The CEC has been a leader in promoting clean energy “in stark contrast to what’s happening on the federal side,” Shugar said. “Every one of the companies on this call is under direct attack from the Trump administration, and so we have to respond.”
The administration’s new tariffs on solar panels and its attack on net-metering, key to rooftop solar, are two examples, he said.
“FERC also had an extremely alarming ruling in the PJM regional transmission operator territory, which serves 65 million customers,” Shugar said, referring to the commission’s order applying the minimum offer price rule (MOPR) to all new state-subsidized resources. “It impacts $10 billion of economic value that’s traded for capacity in the Northeast. Essentially what they’re doing is subsidizing coal and nuclear at the expense of renewables.” (See related story, Stakeholders Appeal Expansion of PJM MOPR.)

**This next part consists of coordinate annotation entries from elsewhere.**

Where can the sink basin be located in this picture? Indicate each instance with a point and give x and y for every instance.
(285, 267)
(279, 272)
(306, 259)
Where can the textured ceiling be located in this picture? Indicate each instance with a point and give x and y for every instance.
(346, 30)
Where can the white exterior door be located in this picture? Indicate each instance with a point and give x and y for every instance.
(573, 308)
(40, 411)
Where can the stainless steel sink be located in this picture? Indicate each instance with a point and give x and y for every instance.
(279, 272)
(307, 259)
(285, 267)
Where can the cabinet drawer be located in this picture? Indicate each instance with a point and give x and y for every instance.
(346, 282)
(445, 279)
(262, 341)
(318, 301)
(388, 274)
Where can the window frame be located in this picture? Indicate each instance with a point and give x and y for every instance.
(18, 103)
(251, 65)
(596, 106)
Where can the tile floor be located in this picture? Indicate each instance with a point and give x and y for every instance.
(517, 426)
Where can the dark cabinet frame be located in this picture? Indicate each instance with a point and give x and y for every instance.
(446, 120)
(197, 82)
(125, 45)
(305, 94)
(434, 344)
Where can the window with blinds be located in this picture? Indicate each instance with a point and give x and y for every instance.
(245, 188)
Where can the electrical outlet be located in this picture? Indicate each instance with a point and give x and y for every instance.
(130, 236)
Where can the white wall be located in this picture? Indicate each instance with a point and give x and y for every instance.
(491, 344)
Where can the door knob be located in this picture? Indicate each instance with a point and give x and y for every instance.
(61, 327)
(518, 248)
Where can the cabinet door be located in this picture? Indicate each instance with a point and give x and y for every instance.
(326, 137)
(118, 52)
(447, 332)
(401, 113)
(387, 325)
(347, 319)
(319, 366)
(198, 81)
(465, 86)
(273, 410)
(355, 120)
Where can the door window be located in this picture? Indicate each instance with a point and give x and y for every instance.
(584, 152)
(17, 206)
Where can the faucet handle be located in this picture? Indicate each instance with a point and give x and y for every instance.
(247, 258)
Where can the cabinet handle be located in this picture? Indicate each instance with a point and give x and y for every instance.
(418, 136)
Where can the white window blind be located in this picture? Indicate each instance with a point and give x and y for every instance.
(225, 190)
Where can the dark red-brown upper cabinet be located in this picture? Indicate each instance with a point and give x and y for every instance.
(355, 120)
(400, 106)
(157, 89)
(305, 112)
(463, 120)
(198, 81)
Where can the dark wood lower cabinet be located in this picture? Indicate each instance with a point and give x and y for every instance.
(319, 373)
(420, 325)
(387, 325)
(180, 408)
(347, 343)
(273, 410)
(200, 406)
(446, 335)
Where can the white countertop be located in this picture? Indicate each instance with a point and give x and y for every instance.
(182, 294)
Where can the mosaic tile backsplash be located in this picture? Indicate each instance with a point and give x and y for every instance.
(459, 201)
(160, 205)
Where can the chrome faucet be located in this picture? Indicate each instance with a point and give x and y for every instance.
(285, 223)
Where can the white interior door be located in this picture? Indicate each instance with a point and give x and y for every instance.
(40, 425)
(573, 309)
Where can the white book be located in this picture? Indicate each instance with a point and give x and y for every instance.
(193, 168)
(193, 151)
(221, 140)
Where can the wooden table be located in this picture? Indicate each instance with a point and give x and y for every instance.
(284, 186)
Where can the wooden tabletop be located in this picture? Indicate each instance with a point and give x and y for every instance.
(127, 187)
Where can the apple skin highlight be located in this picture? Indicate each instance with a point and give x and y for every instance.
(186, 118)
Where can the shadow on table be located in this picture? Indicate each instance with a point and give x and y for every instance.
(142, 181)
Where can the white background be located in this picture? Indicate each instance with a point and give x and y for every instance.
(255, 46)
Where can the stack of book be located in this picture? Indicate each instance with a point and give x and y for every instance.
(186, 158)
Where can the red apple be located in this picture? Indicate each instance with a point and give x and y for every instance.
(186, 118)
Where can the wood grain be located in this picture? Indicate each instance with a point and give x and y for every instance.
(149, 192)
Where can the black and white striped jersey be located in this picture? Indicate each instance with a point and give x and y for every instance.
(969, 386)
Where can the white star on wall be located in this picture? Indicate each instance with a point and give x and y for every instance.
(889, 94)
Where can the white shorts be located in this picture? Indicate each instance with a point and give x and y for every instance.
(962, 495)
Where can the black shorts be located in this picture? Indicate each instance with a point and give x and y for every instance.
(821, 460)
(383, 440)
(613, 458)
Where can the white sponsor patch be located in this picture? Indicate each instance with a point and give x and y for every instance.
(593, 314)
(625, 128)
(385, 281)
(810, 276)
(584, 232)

The motivation isn’t to save consumers’ money, he said. Wind, solar and electrical vehicles have created more than 2 million jobs. Power from wind and solar now costs significantly less than natural gas, coal or nuclear power, he said.
Shugar urged his colleagues to fight back.
“We have the opportunity to win at everything — create jobs, help the environment and create value for our economy,” he said. “You must engage [politically] this year more than ever. It’s really important because these policies … are really a first-order impact of massive overreach by the federal government to unravel these benefits that we’ve helped create.”